– Ваше святейшество, вы забыли провозгласить тост за здоровье короля Романьи, – с улыбкой сказал Цезарь, но взглянул с видом обманутого ожидания на гостей, которые смотрели друг на друга во все глаза, не решаясь пить.
– Да, это – правда, – торопливо подтвердил папа, – однако, мою забывчивость легко исправить. Пусть наполнят еще раз бокалы. Я забыл, нет, не забыл, но мои мысли были рассеяны. Не знаю, как это произошло. Мне все чего-то не достает, и я сам не свой с той поры, как не стало солнечного света, навсегда покинувшего нас. Моя старость становится крайне одинокой. Но это должно предостеречь нас на будущее время, чтобы мы не опустошали сердца других. Кротость подобает старцу, и отныне я намерен более прислушиваться и ее голосу, чем к строгому призыву правосудия. За здравие короля Романьи!
Папа вторично осушил кубок, и все последовали его примеру, к безграничному удовольствию Цезаря.
После этого поднялся с места он сам, и выпил за здоровье новых кардиналов. Папа присоединился к нему, в надежде успокоить свое все усиливавшееся волнение. Цезарь осушил свой кубок до дна, не оставив в нем ни единой капли, и приказал смотрителю погреба, принесшему персики, снова наполнить кубки его превосходным вином, чтобы все присутствующие могли выпить за благополучное и скорое прибытие герцогини Феррарской в ее новую столицу.

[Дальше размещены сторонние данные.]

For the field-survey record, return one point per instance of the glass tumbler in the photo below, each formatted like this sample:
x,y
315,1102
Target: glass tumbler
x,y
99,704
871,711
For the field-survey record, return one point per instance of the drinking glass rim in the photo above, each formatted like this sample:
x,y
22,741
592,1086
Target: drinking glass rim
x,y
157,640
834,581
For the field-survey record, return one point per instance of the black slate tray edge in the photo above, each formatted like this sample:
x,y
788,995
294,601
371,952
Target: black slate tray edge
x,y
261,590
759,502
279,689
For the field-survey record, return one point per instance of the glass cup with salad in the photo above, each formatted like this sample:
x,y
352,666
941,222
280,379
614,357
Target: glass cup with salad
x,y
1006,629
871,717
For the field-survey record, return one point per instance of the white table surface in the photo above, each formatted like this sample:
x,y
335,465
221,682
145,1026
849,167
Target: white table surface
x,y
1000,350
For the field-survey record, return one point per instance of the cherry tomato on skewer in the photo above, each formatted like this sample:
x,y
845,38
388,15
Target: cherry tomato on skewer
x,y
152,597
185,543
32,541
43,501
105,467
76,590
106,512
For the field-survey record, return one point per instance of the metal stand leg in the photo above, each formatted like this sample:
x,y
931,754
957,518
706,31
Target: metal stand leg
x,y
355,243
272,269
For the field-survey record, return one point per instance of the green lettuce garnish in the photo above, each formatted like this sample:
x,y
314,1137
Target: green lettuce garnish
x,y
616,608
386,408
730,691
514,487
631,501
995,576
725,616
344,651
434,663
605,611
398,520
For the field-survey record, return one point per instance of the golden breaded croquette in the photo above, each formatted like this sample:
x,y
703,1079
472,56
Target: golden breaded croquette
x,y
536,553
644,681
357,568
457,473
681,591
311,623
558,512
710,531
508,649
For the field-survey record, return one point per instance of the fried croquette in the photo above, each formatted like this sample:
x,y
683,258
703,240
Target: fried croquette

Александр с жаром присоединился к этому тосту и, обуреваемый своими затаенными помыслами, впервые по восшествии на папский престол нечаянно назвал Лукрецию своею любезной дочерью, сестрою короля Романьи.
Кардиналы переглянулись, несколько раздосадованные обмолвкой папы, но Цезарь вдруг воскликнул с затаенной насмешкой:
– Да, никто не может отрицать, что его святейшество всегда обращался с моею сестрою, как с дочерью, со своей любимой дочерью.
Александр взглянул с неописуемым и страшным выражением на герцога, так что тот едва мог выдержать молнию этого гневного, испытующего взора и отвернулся в сторону, устремив взор на дверь, откуда должен был появиться монах Бруно.
Монах действительно показался минуту спустя между двух швейцарцев, но без Мириам, в сопровождении лишь доминиканца Биккоццо.
Все взоры тотчас устремились на отца Бруно и, когда он остановился перед группами участников пира в их пышном одеянии и гордо выпрямился без малейшего признака почтительности к папе, с мертвенно-бледным лицом, выражавшим жестокую, хотя немую страсть всем невольно стало жутко.
Только герцог Романьи оставался спокойным. Он кивнул монаху и бросил многозначительный взгляд на опорожненный бокал.